Australia are clearly suffering a spin drought.  Worryingly, for them, this drought is far more of a natural state than the embarrassment of riches when Warne was understudied by McGill.  Spin bowlers take longer to develop than quicks, require far more careful handling, and more intelligent captaincy.  Put a pace bowler on in the early stages of a game and the field sets itself.  Slips and a gully, point, cover and mid off, mid on, mid wicket, square leg and deep fine leg.  If the ball’s swinging take out midwicket and put him in the slips.  If it’s bouncing take out mid on and put him there too.  Easy.

Spinners, however, are generally put onto to bowl once it becomes clear that the quicks aren’t going to get the breakthrough.  The batsmen are well set, and the fielders’ heads are starting to drop.  Short boundaries, chunky bats and rippling muscles mean that good balls can get deposited for boundaries.  For too many captains, two or three boundaries mean that the spinner is quietly sent into the outfield and replaced by an economical medium pacer (not that I’m bitter or anything).

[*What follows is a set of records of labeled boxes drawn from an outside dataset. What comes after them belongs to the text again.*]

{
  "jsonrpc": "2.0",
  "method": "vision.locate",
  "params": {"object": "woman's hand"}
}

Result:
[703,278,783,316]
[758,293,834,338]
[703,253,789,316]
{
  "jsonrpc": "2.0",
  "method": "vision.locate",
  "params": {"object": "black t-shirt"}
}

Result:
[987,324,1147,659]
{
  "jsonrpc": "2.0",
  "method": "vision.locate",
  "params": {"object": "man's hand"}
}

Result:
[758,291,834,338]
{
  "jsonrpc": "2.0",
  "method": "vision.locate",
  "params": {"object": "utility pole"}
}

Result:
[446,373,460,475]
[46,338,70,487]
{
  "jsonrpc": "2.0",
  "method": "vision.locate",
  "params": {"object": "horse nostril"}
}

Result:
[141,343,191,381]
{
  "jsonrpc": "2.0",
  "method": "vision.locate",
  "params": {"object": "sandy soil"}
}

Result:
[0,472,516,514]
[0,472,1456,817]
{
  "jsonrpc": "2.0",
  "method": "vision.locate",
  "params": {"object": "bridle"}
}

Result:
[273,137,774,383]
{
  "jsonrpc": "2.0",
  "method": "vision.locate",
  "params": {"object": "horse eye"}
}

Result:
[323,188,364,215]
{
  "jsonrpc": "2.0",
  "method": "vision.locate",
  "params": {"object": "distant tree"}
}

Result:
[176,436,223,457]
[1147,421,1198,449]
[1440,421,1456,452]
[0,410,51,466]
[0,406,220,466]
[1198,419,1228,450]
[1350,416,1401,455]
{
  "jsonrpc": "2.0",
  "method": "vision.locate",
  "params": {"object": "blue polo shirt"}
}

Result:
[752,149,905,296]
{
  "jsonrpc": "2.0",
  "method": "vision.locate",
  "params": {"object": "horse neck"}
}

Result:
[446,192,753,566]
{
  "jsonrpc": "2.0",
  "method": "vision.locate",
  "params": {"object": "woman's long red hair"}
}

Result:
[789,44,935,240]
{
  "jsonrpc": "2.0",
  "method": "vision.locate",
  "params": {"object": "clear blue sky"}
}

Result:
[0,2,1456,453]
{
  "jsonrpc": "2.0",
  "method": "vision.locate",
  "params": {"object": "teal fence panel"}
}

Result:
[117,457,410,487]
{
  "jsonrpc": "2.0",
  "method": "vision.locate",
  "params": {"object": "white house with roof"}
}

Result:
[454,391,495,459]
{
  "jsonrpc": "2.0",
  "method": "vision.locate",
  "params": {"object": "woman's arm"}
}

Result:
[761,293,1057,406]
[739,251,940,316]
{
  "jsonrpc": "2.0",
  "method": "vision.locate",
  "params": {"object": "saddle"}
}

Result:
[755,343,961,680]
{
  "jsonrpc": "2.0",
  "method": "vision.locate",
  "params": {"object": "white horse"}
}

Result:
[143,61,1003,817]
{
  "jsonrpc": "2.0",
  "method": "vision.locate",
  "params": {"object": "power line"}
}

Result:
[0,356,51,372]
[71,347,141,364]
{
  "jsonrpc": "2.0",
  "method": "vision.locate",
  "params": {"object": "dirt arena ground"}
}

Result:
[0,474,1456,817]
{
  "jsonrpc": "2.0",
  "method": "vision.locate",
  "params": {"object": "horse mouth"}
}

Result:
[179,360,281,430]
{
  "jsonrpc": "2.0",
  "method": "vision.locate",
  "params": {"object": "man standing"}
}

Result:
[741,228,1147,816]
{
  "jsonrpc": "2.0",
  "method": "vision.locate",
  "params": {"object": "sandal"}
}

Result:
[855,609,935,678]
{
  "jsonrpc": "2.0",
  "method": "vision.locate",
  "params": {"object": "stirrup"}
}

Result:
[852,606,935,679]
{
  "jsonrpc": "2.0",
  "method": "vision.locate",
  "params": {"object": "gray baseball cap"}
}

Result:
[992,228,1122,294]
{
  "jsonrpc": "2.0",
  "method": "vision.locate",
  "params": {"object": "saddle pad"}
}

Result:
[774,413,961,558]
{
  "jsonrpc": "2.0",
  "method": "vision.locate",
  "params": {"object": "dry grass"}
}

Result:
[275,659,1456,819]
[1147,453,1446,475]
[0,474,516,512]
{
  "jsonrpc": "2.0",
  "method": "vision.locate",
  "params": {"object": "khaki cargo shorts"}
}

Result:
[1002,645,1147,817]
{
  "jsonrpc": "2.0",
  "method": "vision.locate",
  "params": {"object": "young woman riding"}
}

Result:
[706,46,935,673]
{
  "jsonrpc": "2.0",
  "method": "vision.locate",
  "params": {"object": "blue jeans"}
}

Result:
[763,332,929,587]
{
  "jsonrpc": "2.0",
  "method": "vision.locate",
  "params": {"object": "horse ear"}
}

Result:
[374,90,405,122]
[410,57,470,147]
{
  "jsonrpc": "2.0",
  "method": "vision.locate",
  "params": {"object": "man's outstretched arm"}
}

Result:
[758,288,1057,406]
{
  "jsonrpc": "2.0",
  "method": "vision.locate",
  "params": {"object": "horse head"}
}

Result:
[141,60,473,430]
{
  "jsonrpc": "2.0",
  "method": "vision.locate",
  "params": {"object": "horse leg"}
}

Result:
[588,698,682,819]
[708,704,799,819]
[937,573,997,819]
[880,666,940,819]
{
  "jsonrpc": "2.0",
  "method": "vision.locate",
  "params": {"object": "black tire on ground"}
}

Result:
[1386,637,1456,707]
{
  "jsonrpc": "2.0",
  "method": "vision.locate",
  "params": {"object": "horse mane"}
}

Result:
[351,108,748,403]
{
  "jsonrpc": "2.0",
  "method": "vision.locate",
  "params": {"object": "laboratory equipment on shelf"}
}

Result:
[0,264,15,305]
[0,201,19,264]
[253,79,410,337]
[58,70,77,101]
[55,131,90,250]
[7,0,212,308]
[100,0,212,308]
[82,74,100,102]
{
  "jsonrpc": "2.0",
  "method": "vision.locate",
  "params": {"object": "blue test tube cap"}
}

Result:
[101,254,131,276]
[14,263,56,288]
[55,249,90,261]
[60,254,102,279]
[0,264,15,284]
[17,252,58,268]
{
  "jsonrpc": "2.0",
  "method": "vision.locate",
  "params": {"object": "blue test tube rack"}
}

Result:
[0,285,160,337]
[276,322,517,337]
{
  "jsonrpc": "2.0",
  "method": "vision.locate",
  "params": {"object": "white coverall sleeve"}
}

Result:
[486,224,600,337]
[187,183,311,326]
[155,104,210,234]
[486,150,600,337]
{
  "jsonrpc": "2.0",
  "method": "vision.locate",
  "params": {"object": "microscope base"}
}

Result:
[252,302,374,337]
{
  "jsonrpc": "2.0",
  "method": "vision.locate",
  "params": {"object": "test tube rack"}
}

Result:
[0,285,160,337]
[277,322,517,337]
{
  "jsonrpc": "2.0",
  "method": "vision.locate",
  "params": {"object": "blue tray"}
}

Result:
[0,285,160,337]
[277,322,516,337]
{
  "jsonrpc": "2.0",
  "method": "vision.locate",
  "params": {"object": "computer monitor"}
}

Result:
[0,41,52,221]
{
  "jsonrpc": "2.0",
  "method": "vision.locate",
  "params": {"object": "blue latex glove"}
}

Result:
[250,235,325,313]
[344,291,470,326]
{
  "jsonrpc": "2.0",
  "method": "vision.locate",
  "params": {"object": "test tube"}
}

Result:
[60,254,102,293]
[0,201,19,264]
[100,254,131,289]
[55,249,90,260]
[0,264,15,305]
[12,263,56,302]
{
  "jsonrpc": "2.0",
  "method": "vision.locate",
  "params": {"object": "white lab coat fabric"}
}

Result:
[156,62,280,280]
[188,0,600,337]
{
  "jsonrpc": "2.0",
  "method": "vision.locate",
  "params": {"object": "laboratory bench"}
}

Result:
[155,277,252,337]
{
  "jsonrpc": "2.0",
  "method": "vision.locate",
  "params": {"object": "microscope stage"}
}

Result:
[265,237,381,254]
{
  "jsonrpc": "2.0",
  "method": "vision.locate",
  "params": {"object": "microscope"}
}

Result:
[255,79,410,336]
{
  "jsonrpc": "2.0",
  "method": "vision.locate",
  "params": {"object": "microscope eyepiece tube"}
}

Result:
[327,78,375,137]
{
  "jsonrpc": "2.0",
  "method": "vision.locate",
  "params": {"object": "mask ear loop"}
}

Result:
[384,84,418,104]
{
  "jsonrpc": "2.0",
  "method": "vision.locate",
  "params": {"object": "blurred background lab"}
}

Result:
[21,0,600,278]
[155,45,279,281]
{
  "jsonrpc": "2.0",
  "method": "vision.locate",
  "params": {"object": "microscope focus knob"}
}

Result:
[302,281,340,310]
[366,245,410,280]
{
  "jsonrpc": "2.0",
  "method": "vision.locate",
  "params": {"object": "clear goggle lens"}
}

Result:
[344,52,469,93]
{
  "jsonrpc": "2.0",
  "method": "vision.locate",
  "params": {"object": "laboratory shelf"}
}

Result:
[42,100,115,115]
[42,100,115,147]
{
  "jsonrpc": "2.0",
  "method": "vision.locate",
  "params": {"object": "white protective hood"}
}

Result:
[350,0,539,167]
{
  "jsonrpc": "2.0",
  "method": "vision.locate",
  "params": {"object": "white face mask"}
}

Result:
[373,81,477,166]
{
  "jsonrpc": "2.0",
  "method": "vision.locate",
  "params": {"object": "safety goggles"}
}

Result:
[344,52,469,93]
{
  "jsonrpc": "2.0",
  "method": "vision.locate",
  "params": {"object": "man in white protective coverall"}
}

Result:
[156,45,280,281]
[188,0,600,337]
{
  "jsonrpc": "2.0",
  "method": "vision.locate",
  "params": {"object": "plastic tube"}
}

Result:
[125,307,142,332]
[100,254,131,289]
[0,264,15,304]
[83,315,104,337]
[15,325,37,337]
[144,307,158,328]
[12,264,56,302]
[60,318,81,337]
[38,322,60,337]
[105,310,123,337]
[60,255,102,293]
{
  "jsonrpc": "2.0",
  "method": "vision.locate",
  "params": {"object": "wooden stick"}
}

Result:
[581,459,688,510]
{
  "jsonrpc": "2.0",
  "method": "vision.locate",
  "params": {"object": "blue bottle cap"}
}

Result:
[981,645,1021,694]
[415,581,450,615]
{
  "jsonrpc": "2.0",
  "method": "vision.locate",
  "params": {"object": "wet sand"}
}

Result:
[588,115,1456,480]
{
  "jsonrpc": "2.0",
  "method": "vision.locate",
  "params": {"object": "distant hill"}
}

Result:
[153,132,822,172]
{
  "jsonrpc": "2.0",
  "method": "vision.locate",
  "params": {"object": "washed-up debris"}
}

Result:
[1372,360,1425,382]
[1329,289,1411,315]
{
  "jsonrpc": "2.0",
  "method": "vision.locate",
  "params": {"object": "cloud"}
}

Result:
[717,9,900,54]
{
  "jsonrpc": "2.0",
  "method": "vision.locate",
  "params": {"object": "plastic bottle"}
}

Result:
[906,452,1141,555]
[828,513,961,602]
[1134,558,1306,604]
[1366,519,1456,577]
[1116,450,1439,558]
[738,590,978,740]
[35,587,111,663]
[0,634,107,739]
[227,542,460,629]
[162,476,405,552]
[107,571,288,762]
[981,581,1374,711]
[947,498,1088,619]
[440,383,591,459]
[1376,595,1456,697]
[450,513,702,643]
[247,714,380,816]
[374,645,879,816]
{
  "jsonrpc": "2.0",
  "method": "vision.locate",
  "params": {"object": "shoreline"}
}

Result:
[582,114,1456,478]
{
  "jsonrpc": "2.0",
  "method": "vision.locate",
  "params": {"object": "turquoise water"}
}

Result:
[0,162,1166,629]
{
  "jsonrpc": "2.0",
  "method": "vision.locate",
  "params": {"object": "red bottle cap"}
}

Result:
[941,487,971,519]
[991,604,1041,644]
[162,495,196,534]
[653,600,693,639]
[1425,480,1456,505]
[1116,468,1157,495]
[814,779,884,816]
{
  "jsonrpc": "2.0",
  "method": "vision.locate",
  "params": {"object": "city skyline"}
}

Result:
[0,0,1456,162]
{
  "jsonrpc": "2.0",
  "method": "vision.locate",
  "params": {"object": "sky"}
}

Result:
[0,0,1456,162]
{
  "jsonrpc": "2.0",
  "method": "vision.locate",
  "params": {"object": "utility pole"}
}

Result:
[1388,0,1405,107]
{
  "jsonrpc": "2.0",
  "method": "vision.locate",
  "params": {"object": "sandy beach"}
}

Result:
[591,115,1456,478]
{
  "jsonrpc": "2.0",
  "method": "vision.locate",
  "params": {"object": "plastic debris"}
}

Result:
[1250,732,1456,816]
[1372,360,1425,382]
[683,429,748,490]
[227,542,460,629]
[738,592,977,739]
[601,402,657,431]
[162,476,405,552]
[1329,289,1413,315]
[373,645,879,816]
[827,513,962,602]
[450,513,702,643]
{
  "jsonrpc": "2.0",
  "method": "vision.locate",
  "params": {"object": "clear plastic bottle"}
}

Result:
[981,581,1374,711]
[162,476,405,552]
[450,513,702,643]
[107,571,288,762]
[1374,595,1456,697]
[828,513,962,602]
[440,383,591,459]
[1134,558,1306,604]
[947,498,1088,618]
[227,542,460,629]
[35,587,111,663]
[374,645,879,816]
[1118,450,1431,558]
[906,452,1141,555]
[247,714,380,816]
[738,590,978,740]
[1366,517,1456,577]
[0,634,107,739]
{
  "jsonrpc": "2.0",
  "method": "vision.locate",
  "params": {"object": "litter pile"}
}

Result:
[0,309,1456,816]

Attacking spinners find it very difficult to keep a place in the side – skippers preferring figures of 10-3-23-1 to 10-1-55-4.  Accordingly defensive spinners predominate – bowling darts at leg stump with a packed legside field.  Flight, bounce and turn are discarded in favour of accuracy and economy.  Spinners end up bowling to give the quicks a break, and to keep one end tied down.  That in a nutshell is how we move from Shane Warne to Nathan Hauritz.  From attack to defence.  And it’s a problem at every level of cricket, from village all the way to Test level.  But tight lines and defensive fields don’t win Test matches – what you need is aggression, skill and the courage to toss the next ball up after being hit for six.  As Ian Chappell said, if you want containers go to a shipping yard.